Next govt to inherit both domestic policy challenges, growing external worries: Kugelman
"Things won’t get any easier for Dhaka after elections, whenever they are held," said Kugelman, who writes Foreign Policy’s South Asia Brief
South Asia affairs expert Michael Kugelman has said that Bangladesh's next government will face not only domestic policy challenges but also increasing external concerns.
He mentioned tense ties with India, uncertain relations with the new Trump administration in the United States and a border with Myanmar now controlled by the rebel Arakan Army as external worries.
"Things won't get any easier for Dhaka after elections, whenever they are held," said Kugelman who writes Foreign Policy's South Asia Brief.
He spent last week in Dhaka, where the legacy of Sheikh Hasina's father, former President Sheikh Mujibur Rahman, once had loomed larger than life.
"The independence leader was depicted in statues and murals, and his name was routinely invoked in public speeches. Today, he is nowhere to be found, but the city is filled with commemorations of the Gen Z revolution," Kugelman wrote.
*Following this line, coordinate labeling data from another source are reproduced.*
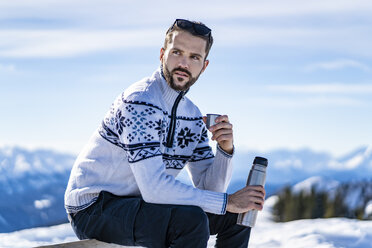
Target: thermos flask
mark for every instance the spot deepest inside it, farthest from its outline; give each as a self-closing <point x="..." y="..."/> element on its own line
<point x="257" y="176"/>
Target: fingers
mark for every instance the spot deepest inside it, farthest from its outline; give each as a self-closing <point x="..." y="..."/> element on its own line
<point x="256" y="189"/>
<point x="205" y="119"/>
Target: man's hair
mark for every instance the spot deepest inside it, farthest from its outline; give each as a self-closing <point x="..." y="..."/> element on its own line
<point x="170" y="36"/>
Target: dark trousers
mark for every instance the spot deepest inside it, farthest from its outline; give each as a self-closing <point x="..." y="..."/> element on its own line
<point x="132" y="221"/>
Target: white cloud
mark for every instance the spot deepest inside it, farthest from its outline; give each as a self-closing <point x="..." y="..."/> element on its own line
<point x="337" y="65"/>
<point x="7" y="68"/>
<point x="122" y="12"/>
<point x="335" y="88"/>
<point x="63" y="43"/>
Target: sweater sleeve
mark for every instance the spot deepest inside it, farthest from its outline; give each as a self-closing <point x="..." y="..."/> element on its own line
<point x="140" y="128"/>
<point x="210" y="172"/>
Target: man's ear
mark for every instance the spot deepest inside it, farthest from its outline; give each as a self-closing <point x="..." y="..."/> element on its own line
<point x="206" y="63"/>
<point x="162" y="51"/>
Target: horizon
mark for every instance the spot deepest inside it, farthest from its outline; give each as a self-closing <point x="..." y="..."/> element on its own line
<point x="291" y="75"/>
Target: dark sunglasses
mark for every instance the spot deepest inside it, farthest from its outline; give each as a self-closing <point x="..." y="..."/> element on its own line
<point x="192" y="27"/>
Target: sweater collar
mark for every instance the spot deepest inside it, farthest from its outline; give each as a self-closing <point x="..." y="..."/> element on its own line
<point x="169" y="94"/>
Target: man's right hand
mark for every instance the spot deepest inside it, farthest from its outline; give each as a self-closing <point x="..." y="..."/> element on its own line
<point x="248" y="198"/>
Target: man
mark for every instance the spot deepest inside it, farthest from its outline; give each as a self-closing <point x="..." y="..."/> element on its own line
<point x="122" y="187"/>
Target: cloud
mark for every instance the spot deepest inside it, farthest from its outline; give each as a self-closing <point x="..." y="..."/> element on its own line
<point x="65" y="43"/>
<point x="304" y="102"/>
<point x="118" y="12"/>
<point x="330" y="88"/>
<point x="337" y="65"/>
<point x="52" y="28"/>
<point x="7" y="68"/>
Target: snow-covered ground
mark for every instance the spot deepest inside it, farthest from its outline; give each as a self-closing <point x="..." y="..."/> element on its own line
<point x="319" y="233"/>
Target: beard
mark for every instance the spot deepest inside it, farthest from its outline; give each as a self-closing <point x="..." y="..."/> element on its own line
<point x="169" y="78"/>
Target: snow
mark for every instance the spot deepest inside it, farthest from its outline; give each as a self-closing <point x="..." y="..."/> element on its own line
<point x="320" y="233"/>
<point x="321" y="185"/>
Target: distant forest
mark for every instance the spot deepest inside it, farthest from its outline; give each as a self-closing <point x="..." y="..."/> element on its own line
<point x="317" y="204"/>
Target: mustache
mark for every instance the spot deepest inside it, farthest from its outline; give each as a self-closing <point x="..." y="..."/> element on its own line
<point x="181" y="69"/>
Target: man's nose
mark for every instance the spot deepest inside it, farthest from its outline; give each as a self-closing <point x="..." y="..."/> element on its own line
<point x="183" y="62"/>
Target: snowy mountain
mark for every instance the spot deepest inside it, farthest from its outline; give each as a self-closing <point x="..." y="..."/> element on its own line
<point x="292" y="166"/>
<point x="355" y="194"/>
<point x="327" y="233"/>
<point x="32" y="183"/>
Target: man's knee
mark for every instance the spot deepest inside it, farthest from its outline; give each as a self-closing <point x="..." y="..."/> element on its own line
<point x="192" y="218"/>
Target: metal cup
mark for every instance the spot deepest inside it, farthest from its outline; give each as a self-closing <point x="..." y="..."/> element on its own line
<point x="211" y="119"/>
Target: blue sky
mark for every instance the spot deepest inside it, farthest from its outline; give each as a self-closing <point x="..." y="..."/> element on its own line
<point x="290" y="74"/>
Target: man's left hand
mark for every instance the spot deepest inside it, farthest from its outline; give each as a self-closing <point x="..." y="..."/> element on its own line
<point x="222" y="133"/>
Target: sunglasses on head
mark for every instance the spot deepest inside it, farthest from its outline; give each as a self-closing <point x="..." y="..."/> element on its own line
<point x="195" y="28"/>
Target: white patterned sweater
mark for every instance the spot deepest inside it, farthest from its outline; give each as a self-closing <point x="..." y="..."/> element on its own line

Sharing his main takeaway from his trip, Kugelman said the Bangladeshi public is growing impatient with an interim government that has made ambitious promises—to restore democracy, rebuild institutions and reform governance—yet has underperformed so far.
Public safety has improved, with little of the deadly retributive violence that was unleashed against Hasina supporters in the days following her ouster, he observed.
But many police officers are still refusing to report to duty and activists buoyed by last year's movement are regularly mobilising in the streets for various causes, Kugelman said.
Many Bangladeshis, including business leaders, still worry about law and order, he said.
Meanwhile, Kugelman said, Bangladesh's economy is floundering, continuing a decline that began in the last years of Hasina's rule.
Today, inflation is falling, but it is close to double digits. Bangladesh's GDP growth between July and December 2024 was less than 2 percent, and foreign direct investment fell by 71 percent in the three months after Hasina's ouster, said the Foreign Affairs expert.
Besides, he said, the public has limited information about the interim government's reforms process. "Though commissions were formed to focus on subjects including banking and the country's constitution, it's unclear what goals they have set."
Kugelman went on to say, "The government insists that it will all take time; as one senior official put it to me, Hasina eviscerated the country's governance fabric, and there is no easy way out."
Still, Kugelman said, the lack of a formal public mandate will undermine the interim government.
Most Bangladeshis welcomed the new administration last August, but it is not an elected government, he said, adding that the longer it stays in power, the more pressure it will face to call elections.
"According to multiple people I spoke with in Dhaka, two key constituencies already want to see elections soon: the business community and the military," Kugelman mentioned.
Chief Adviser Prof Muhammad Yunus said elections could take place by the end of the year or by June next year, but the government has not announced a formal timeframe.
Protest leaders within the government want to see reforms through—and they also likely want more time to build up the new political party that they plan to form.
"However, if the interim government holds off elections to ensure the implementation of reforms, the next elected government could just reverse them," Kugelman said.
This uncertainty has intensified public concerns about Bangladesh's future, he said, adding that by no means are people growing nostalgic for Hasina; there is an overwhelming view that today's situation is preferable to the repression of the past.
"Still, if tangible improvements—especially economic ones—remain elusive, the public's patience will wane," Kugelman said.
The interim government was formed on August 8, last year.